Commanders and leaders
- Afonso I of Portugal William Vitalus Ralph Vitalus: Unknown

Strength
- Unknown Portuguese forces; 70 Ships of Anglo-Norman Crusaders;: Unknown

= Siege of Lisbon (1142) =

Failed Portuguese Reconquista siege

In or about 1142 according to a brief reference in the Anglo-Norman text known as De expugnatione Lyxbonensi and the Portuguese text known as the Chronica Gothorum, a group of Anglo-Norman crusaders on their way to Jerusalem were invited by King Afonso I Henriques of Portugal to participate in an attempt to capture the Almoravid-controlled city of Lisbon. The Anglo-Norman forces might have been led by the brothers William and Ralph Vitalus as it is implied by the De expugnatione Lyxbonensi.

According to the sources, the crusaders and the Portuguese monarch agreed to capture the city but they were too few in number to be able to sustain a long siege of the city which according to sources was very populous and well supplied. Alternatively, the Christian forces resorted to destroying the outskirts of the city before departing. According to the Chronica Gothorum, the Anglo-Norman Crusaders continued on their way to the Holy Land, while the Portuguese returned to their territory. It seems that the inability of the Christian forces to capture Lisbon left some of the Anglo-Norman Crusaders dissatisfied with their Portuguese allies resolve. This would later hinder the negotiations between Afonso Henriques and the Crusader forces that ultimately helped him in the Siege of Lisbon in 1147 as part of the Second Crusade.

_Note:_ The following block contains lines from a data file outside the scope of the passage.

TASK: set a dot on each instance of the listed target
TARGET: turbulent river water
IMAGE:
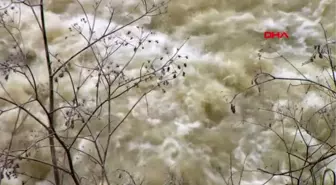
(190, 129)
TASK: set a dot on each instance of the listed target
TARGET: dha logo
(271, 35)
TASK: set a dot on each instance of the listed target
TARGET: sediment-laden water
(190, 129)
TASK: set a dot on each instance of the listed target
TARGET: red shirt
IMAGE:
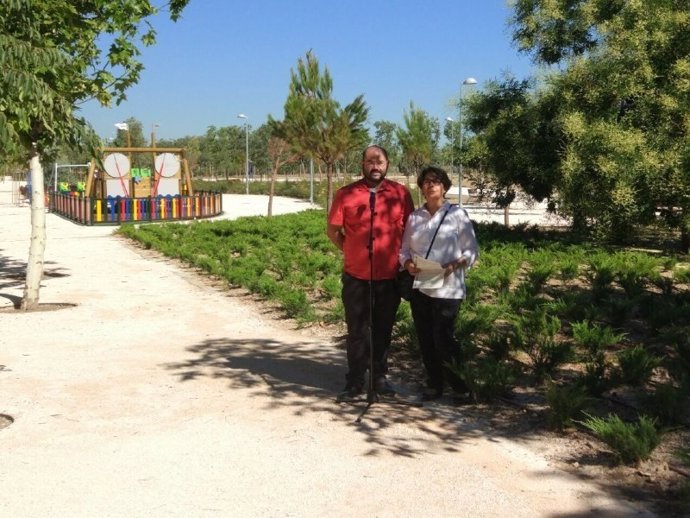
(351, 210)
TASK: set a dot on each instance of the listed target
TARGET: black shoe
(431, 394)
(349, 393)
(383, 388)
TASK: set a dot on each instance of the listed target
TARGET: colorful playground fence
(116, 210)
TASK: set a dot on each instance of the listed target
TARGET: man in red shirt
(386, 204)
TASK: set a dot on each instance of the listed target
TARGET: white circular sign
(167, 164)
(116, 165)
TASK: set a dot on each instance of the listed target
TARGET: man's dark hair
(376, 146)
(436, 173)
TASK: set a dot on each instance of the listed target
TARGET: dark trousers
(434, 321)
(356, 301)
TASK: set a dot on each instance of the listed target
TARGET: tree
(623, 86)
(516, 129)
(51, 61)
(419, 138)
(279, 153)
(314, 124)
(385, 135)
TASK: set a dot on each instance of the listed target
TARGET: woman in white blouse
(443, 235)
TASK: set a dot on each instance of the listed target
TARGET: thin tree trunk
(272, 190)
(329, 186)
(34, 266)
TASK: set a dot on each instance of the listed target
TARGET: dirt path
(159, 395)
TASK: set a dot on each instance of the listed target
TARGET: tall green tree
(385, 135)
(418, 138)
(52, 59)
(517, 138)
(622, 78)
(314, 123)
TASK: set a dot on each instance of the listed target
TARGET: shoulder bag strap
(434, 238)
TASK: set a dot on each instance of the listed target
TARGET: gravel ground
(151, 392)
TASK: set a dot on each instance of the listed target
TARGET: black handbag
(405, 279)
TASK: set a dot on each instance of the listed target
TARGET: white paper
(431, 276)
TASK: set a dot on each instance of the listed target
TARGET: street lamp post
(470, 81)
(452, 152)
(153, 134)
(246, 151)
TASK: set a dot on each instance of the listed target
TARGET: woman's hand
(411, 267)
(453, 266)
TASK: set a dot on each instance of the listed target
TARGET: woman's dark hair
(376, 146)
(435, 173)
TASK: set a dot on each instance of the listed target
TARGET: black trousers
(434, 321)
(355, 296)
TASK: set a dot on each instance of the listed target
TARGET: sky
(225, 57)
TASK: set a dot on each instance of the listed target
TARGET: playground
(158, 393)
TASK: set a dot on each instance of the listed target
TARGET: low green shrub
(565, 403)
(593, 337)
(668, 404)
(486, 378)
(630, 442)
(535, 333)
(636, 365)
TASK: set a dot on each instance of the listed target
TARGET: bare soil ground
(520, 416)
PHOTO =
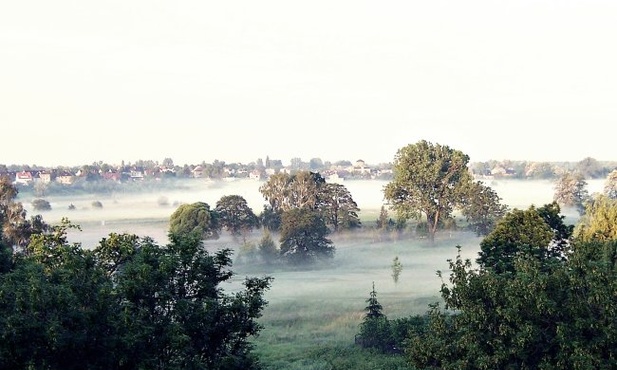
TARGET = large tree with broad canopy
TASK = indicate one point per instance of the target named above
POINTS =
(430, 180)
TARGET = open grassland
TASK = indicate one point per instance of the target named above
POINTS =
(313, 314)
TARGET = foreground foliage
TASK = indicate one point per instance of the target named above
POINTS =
(126, 304)
(524, 306)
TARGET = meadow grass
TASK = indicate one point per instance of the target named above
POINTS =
(313, 315)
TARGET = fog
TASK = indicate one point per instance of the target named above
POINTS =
(148, 213)
(324, 292)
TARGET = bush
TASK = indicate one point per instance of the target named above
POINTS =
(41, 205)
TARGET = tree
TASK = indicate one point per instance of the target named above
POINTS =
(384, 222)
(375, 331)
(195, 218)
(338, 207)
(176, 314)
(570, 191)
(430, 180)
(303, 237)
(270, 219)
(590, 168)
(482, 208)
(234, 215)
(541, 313)
(284, 192)
(267, 248)
(126, 304)
(41, 205)
(610, 185)
(56, 307)
(16, 229)
(599, 221)
(397, 268)
(533, 232)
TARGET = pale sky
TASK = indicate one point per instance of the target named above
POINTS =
(197, 80)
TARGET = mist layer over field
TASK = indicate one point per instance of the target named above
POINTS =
(321, 306)
(148, 213)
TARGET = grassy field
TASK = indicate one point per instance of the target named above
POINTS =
(312, 315)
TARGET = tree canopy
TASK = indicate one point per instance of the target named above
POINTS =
(304, 237)
(430, 180)
(195, 218)
(234, 214)
(524, 308)
(126, 304)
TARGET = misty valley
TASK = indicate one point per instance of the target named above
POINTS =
(313, 314)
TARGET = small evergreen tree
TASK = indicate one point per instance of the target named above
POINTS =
(373, 310)
(397, 267)
(375, 331)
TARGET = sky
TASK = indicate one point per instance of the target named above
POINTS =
(234, 81)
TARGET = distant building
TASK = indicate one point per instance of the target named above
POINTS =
(23, 178)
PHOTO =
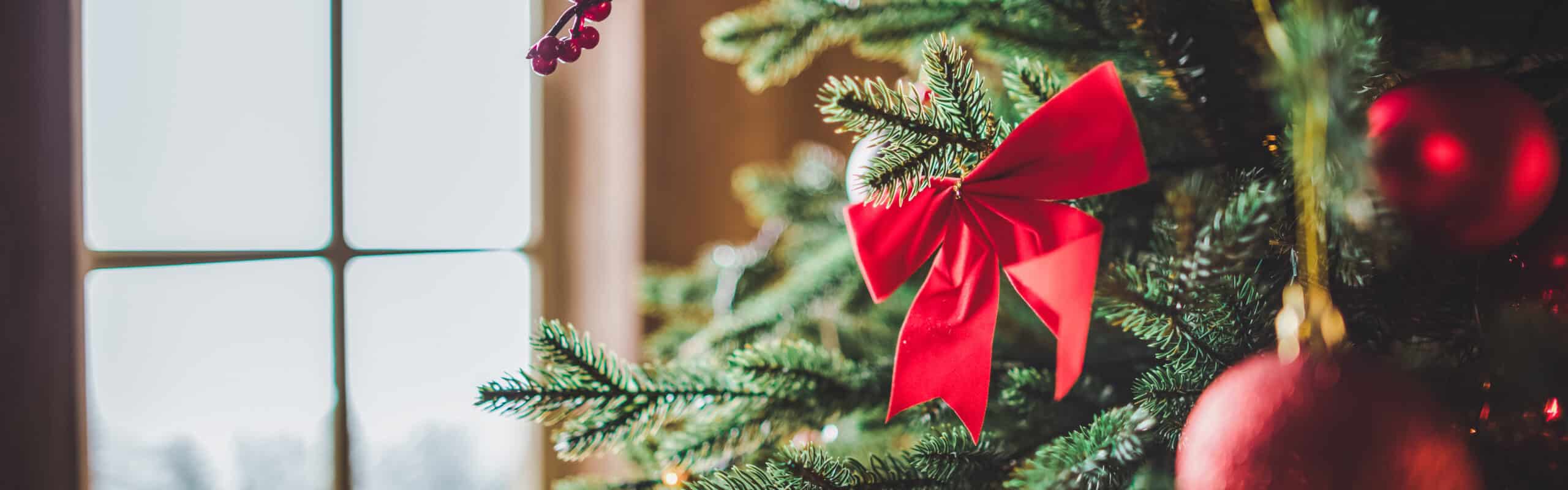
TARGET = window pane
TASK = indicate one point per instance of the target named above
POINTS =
(206, 124)
(436, 123)
(214, 376)
(422, 333)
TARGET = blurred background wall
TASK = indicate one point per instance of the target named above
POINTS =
(701, 124)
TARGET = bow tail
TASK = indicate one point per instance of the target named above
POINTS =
(944, 347)
(1062, 282)
(1051, 254)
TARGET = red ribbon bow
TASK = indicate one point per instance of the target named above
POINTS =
(1082, 142)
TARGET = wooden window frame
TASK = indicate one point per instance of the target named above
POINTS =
(587, 232)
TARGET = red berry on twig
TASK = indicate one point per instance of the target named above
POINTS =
(587, 38)
(571, 51)
(543, 66)
(548, 49)
(598, 12)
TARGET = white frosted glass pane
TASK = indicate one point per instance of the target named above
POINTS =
(206, 124)
(424, 332)
(436, 123)
(214, 376)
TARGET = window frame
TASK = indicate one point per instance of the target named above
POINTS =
(595, 194)
(337, 254)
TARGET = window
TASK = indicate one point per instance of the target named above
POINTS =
(308, 227)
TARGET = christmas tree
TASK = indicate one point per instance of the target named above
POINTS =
(1352, 195)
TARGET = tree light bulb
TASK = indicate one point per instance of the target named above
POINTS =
(673, 478)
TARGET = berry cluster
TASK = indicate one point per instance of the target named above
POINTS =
(552, 49)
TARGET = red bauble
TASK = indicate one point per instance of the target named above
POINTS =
(1319, 423)
(1466, 157)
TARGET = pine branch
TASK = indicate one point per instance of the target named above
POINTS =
(600, 484)
(1029, 85)
(959, 93)
(1330, 59)
(918, 142)
(816, 277)
(808, 192)
(1139, 302)
(1233, 241)
(805, 387)
(603, 401)
(1169, 393)
(775, 40)
(816, 470)
(1102, 454)
(951, 456)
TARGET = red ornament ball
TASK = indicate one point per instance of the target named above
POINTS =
(1466, 157)
(587, 37)
(598, 13)
(543, 66)
(1319, 423)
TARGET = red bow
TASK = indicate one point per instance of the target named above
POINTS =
(1082, 142)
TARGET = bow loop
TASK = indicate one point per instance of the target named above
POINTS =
(886, 263)
(1082, 142)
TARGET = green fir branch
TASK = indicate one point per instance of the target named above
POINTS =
(785, 302)
(959, 93)
(1169, 394)
(1102, 454)
(805, 385)
(918, 140)
(816, 470)
(1029, 85)
(808, 192)
(951, 456)
(1144, 305)
(589, 483)
(1233, 241)
(775, 40)
(604, 402)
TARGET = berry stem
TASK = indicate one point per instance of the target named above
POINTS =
(575, 13)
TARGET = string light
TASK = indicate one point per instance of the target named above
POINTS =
(675, 478)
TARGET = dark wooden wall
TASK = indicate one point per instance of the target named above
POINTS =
(41, 434)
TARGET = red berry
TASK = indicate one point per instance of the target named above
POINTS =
(571, 51)
(587, 37)
(598, 12)
(543, 66)
(548, 49)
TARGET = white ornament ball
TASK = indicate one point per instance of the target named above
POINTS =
(860, 160)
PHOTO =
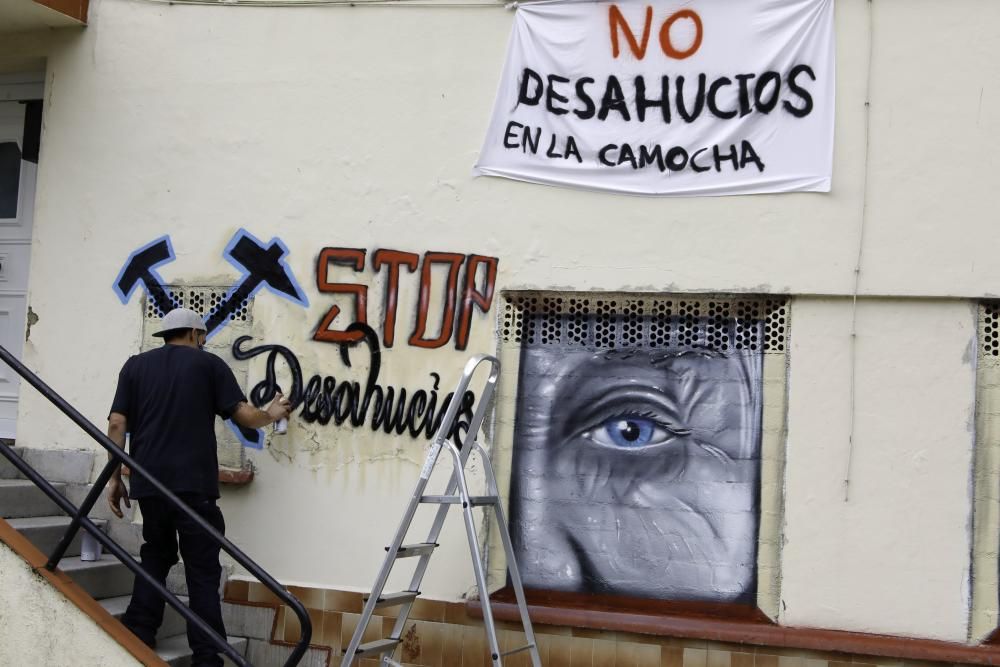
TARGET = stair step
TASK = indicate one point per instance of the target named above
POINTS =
(457, 500)
(175, 650)
(377, 647)
(46, 531)
(7, 469)
(173, 622)
(394, 599)
(419, 549)
(21, 498)
(104, 578)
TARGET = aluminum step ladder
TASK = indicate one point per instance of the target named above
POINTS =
(456, 493)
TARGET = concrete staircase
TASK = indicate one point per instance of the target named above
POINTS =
(109, 582)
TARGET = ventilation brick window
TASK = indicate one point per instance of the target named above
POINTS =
(986, 527)
(718, 323)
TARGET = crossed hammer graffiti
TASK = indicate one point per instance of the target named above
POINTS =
(262, 265)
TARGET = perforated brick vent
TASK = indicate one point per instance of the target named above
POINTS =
(201, 300)
(602, 321)
(989, 328)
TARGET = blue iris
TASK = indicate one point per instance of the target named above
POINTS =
(629, 431)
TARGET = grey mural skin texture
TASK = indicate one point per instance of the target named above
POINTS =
(637, 471)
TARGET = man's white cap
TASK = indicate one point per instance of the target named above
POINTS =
(180, 318)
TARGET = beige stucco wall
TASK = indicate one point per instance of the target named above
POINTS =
(358, 127)
(39, 626)
(893, 556)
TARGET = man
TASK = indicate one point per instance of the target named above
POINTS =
(167, 399)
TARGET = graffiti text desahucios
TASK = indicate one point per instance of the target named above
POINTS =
(323, 399)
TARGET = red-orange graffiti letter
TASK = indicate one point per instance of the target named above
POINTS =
(617, 21)
(354, 258)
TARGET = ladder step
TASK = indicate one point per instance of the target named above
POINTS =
(393, 599)
(409, 550)
(517, 650)
(377, 647)
(457, 500)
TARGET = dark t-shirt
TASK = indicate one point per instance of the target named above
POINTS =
(170, 397)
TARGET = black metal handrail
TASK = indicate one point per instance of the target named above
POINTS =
(80, 519)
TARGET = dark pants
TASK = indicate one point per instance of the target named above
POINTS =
(162, 526)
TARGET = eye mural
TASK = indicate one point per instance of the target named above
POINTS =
(636, 464)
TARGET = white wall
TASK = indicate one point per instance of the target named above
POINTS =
(358, 127)
(893, 556)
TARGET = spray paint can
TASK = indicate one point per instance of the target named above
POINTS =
(280, 426)
(90, 548)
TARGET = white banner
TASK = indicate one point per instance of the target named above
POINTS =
(669, 97)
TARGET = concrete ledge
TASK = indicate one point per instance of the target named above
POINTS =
(73, 466)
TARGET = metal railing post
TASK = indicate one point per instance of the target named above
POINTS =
(83, 511)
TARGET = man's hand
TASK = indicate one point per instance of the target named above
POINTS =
(279, 408)
(117, 492)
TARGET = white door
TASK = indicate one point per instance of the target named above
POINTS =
(20, 127)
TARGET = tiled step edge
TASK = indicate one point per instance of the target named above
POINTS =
(245, 619)
(75, 594)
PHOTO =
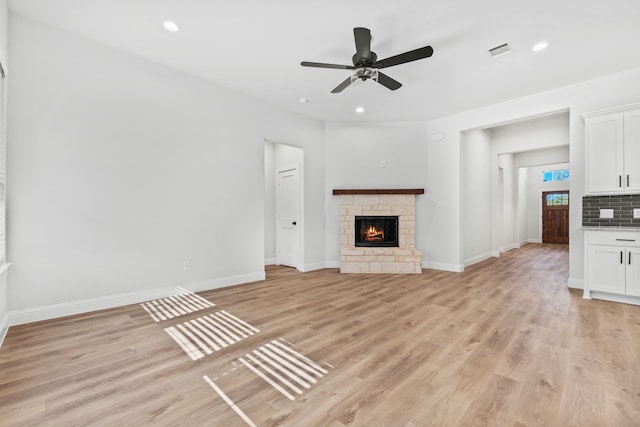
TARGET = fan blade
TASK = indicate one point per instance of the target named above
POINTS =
(363, 42)
(323, 65)
(388, 82)
(342, 86)
(413, 55)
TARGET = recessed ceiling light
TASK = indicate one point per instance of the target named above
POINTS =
(170, 26)
(540, 46)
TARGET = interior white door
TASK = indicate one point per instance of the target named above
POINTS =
(287, 212)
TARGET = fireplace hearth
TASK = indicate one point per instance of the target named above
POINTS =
(376, 231)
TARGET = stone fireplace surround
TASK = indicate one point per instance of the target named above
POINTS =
(402, 259)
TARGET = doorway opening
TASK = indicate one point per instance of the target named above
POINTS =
(284, 193)
(555, 217)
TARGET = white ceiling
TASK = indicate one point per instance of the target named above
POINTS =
(256, 46)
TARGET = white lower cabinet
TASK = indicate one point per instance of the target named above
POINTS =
(612, 265)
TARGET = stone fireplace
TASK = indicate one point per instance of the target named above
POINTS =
(370, 240)
(376, 231)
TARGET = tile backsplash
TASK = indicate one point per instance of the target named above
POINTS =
(622, 206)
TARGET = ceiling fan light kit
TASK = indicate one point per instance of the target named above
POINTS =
(366, 64)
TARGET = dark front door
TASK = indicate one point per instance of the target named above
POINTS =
(555, 217)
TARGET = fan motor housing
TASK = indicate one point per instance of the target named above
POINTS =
(364, 62)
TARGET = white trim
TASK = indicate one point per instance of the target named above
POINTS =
(627, 299)
(4, 328)
(455, 268)
(332, 264)
(575, 283)
(509, 247)
(36, 314)
(314, 266)
(207, 285)
(613, 110)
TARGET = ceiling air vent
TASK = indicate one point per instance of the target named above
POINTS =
(501, 50)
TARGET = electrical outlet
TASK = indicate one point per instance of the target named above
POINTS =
(606, 213)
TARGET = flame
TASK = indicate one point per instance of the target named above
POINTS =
(374, 234)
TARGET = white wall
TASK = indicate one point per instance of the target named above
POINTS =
(4, 33)
(121, 169)
(444, 155)
(354, 152)
(476, 195)
(506, 224)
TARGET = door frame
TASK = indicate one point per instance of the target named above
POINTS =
(299, 226)
(541, 212)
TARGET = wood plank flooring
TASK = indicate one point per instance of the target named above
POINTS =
(503, 344)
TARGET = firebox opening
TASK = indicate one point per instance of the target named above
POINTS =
(376, 231)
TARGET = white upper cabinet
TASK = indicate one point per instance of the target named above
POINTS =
(632, 151)
(613, 151)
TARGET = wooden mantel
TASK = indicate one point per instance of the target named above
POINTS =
(337, 192)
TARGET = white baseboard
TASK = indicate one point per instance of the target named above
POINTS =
(455, 268)
(332, 264)
(4, 327)
(313, 266)
(509, 247)
(36, 314)
(477, 259)
(575, 283)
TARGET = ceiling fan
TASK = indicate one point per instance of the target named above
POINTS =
(366, 64)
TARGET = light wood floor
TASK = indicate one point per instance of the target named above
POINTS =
(504, 343)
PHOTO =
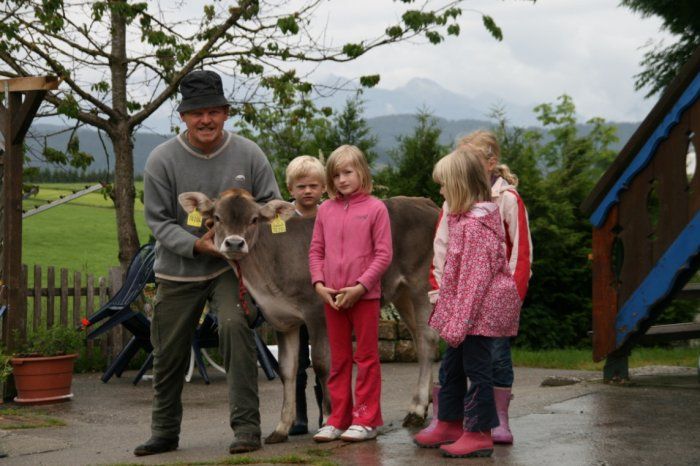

Ultimately, however, despite the failure to capture Lisbon, the campaign did provide the Portuguese monarch with a precedent for the later cooperation with Northern Crusaders in the capture of the city in 1147. On the other hand, this fiasco probably convinced the Portuguese monarch of the need to close the river supply lines of the city by capturing Santarem.